Here are the top reasons why Bitcoin prices have dipped below $9000 now
Once again, Bitcoin prices are making headlines.
Unlike the rhetoric last year, this year, Bitcoins are largely being called out for their falling prices.
Starting the year at a price of $13,860.14 according to research site CoinDesk, the price of one Bitcoin as of Friday was at $8,293.64, a drop of $758.94 over 24 hours.
To give a perspective, Bitcoin prices have fallen by approximately 38 percent since the start of this year.
And this fall is a big hit for Bitcoin enthusiasts, who were hoping that very soon, Bitcoins would be a part of the mainstream economy.
And, not just Bitcoin, other cryptocurrencies that rapidly gained popularity over the course of the year, are also in the red now.
At the time of publishing this article, the price of Ethereum had fallen 21.6 percent, while that of Ripple had declined 31.17 percent over 24 hours.
So what could potentially be the reasons for the fall in prices of Bitcoins? Here are some:
The curious case of Bitfinex and Tether
Experts think this may be the trigger point for the fall in prices of Bitcoin. A widely-used exchange called Bitfinex seems to be under fire for artificially hyping prices of Bitcoins. According to Bloomberg, Bitfinex was also subpoenaed by US regulator Commodity Futures Trading Commission.

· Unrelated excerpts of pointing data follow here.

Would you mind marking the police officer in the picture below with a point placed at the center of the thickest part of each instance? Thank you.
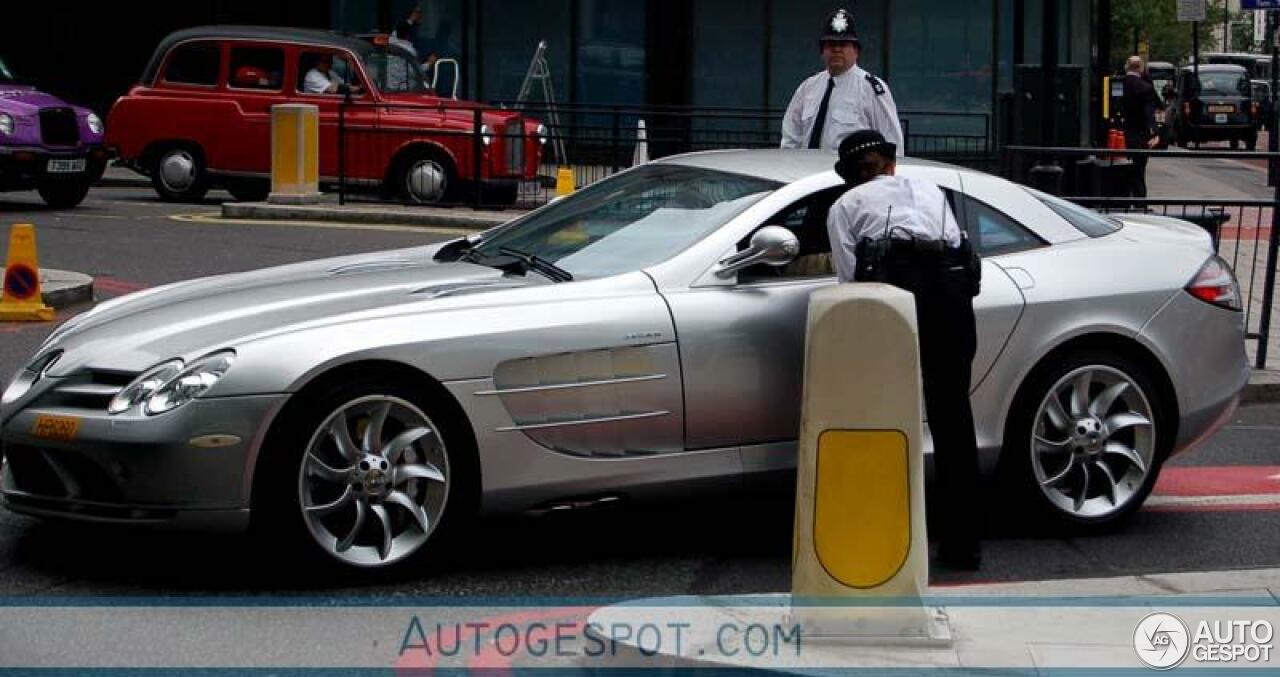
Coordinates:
(841, 99)
(903, 232)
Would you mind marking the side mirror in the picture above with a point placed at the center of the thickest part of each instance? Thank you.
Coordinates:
(772, 245)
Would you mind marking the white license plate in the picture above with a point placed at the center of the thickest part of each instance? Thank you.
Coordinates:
(65, 167)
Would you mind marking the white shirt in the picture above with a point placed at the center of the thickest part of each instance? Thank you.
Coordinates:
(919, 210)
(854, 105)
(318, 82)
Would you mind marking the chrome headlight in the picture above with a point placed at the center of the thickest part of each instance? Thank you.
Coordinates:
(144, 387)
(191, 383)
(31, 375)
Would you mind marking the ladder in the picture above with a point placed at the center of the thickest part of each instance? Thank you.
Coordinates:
(540, 72)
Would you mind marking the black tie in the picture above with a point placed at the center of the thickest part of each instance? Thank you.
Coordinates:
(816, 136)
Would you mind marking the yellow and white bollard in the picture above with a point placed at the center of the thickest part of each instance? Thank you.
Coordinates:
(295, 154)
(860, 553)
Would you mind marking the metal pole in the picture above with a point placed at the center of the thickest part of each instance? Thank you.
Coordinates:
(1269, 291)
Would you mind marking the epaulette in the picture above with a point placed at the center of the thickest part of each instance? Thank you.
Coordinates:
(876, 85)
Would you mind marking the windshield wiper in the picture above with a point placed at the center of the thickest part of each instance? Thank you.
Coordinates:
(545, 268)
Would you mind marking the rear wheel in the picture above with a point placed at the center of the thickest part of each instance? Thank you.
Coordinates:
(64, 193)
(178, 174)
(365, 475)
(423, 177)
(1086, 439)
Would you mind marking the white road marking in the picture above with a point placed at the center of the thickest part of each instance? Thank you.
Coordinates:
(214, 219)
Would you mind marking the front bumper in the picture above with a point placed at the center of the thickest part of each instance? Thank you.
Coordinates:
(140, 470)
(23, 168)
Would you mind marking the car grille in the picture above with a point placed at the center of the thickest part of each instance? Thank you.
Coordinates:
(59, 474)
(513, 142)
(88, 390)
(58, 127)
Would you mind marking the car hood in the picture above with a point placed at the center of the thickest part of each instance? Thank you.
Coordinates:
(191, 318)
(26, 100)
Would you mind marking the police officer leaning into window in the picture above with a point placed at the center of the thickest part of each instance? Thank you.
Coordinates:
(903, 232)
(841, 99)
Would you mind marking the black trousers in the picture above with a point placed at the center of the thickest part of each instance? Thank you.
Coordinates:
(949, 341)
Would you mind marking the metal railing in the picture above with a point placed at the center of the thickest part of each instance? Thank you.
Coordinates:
(1246, 232)
(593, 141)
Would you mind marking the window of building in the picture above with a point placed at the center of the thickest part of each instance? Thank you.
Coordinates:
(193, 63)
(256, 68)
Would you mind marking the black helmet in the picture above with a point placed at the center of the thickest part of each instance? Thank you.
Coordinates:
(839, 28)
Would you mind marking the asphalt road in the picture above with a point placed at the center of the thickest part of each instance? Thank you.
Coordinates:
(711, 545)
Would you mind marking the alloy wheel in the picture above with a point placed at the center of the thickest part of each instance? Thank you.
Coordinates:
(1093, 442)
(374, 481)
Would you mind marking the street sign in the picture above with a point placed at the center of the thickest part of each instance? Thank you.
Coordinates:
(1191, 10)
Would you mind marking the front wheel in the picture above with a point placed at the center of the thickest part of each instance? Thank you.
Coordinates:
(365, 474)
(1086, 439)
(63, 193)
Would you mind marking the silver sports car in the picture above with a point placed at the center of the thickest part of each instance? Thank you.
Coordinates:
(639, 338)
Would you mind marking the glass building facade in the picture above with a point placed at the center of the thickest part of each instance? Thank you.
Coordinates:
(937, 55)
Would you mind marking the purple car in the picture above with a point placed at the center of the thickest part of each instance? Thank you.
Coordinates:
(48, 145)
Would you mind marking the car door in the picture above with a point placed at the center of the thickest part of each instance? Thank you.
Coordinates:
(741, 346)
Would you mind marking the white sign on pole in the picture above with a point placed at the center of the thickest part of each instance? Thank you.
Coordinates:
(1191, 10)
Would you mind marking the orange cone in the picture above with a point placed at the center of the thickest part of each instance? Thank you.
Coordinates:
(21, 300)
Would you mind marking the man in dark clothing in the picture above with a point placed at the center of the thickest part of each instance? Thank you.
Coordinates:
(1138, 108)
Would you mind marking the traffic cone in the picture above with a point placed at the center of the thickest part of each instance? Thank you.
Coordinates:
(19, 300)
(1115, 141)
(563, 182)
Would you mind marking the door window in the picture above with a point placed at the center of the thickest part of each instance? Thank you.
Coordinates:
(256, 68)
(193, 63)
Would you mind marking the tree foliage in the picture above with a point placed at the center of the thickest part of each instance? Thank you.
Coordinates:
(1137, 23)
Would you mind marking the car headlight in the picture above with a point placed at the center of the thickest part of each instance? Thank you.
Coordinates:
(144, 387)
(31, 375)
(191, 383)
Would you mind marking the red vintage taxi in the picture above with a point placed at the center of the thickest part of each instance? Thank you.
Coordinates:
(200, 118)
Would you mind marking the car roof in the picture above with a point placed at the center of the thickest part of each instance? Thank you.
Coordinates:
(1233, 68)
(266, 33)
(786, 165)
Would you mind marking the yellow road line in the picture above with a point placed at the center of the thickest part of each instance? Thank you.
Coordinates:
(215, 219)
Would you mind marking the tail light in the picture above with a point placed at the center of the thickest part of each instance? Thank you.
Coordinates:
(1215, 284)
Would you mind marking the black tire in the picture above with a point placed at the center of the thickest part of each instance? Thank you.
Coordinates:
(63, 193)
(197, 183)
(277, 509)
(1018, 469)
(248, 190)
(402, 186)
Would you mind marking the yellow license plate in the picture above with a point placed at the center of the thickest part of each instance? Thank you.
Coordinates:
(56, 428)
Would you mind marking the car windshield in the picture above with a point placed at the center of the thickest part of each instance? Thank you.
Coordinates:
(394, 72)
(1224, 83)
(630, 222)
(1086, 220)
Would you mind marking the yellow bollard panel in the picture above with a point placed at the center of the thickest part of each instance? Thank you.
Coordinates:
(21, 300)
(565, 182)
(859, 533)
(295, 154)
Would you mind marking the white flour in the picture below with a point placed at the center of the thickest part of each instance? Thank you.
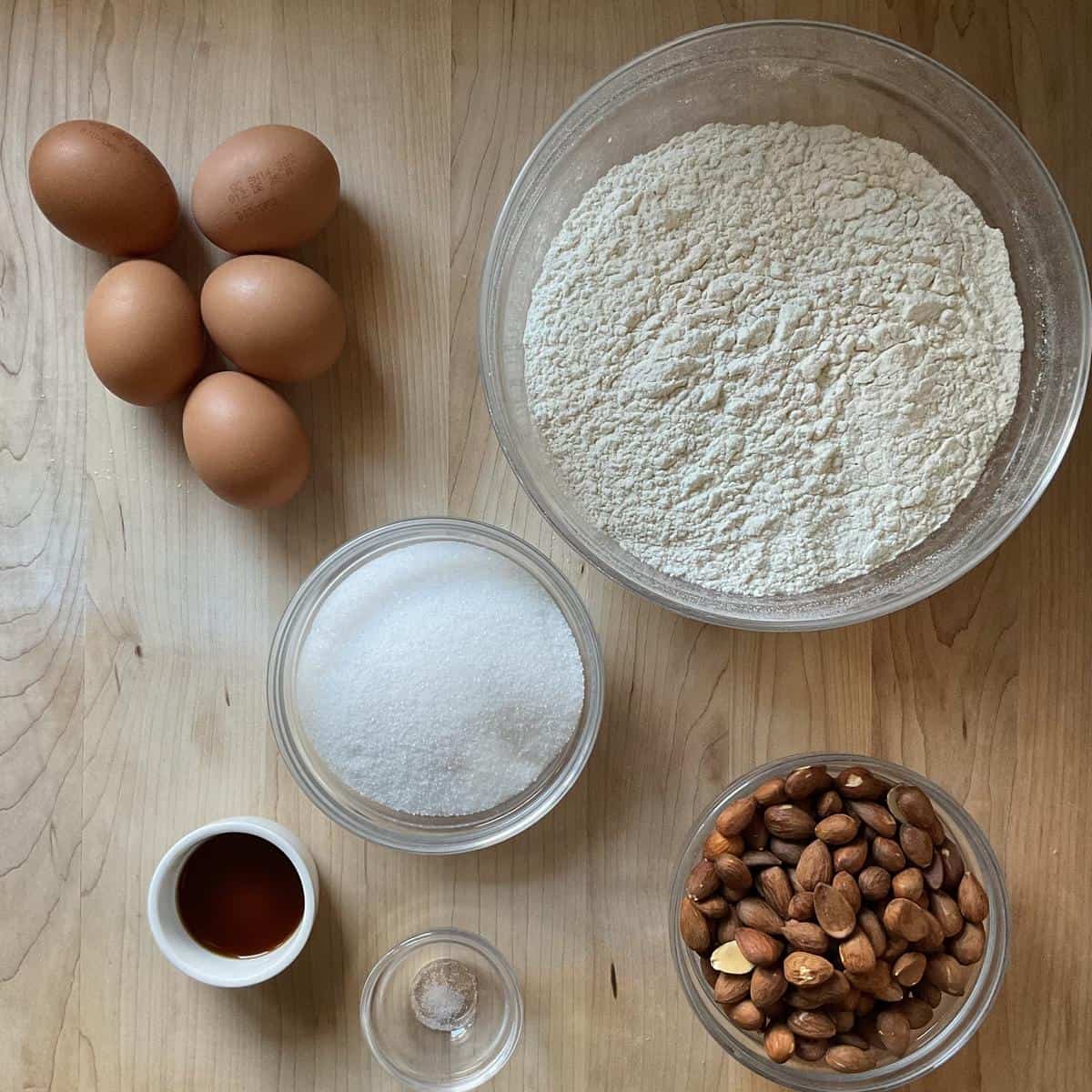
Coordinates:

Bitfinex has issued the virtual currency Tether, which is backed by the traditional US dollar (one Tether is worth one US dollar).
However, it has been noticed that hundreds of millions of dollars worth of new Tether have been created every time the prices of other virtual currencies have been taking a downslide. Further, the New York Times reports that Tether was used on the Bitfinex exchange to make big purchases of Bitcoin and other tokens, which helped push prices up.
Further, other media reports state the CFTC probe also causes worries that Tether may not actually be backed by the dollar as Bitfinex provides little evidence of the relationship.
So the inference is that Bitfinex might have created Tether to artificially hike prices of Bitcoins.
India joins the panic
In the past, multiple economies around the world have taken a strong outlook towards the cryptocurency market.
Last month, the French and German governments sought to take control of the cryptocurrency mania by clamping down on trading cryptos and creating new regulations for the same. Even South Korea was looking to take measures on the high octane cryptocurrency trading.
In an earlier interaction, Indian crypto exchange founders stated that looking at these clampdowns, there seems to be a sense of panic globally around the cryptocurrency.
And a new entry to these clampdowns is India. Finance Minister Arun Jaitley, while presenting the country’s annual Budget for 2018, said the Government does not consider crypto-currencies legal tender or coin, and will take all measures to eliminate use of these crypto-assets in financing illegitimate activities or as part of the payment system.
Reacting to this, Indian crypto exchange founders predict that this will cause fear and uncertainty in the minds of Indian investors and lead to a lot of them selling their crypto assets.
Facebook bans cryptocurrency and ICO advertisements
Earlier this week, in a move to bring more transparency on its platform, Facebook banned all advertisements which promote cryptocurrencies calling it, “financial products and services frequently associated with misleading or deceptive promotional practices.”
This has, in turn, had a cascading effect on the prices of the cryptocurrency.
However, Facebook isn’t one of the behemoths dropping the crypto dream. In the last week of January, global payments player, Stripe announced that it was putting an end to the product that enabled retailers to accept bitcoin as payment.
During the announcement, Stripe product manager Tom Karlo wrote "Empirically, there are fewer and fewer use cases for which accepting or paying with Bitcoin makes sense."
It has been said that in December the cost of mining one Bitcoin increased, pushing up the transacting cost of a Bitcoin.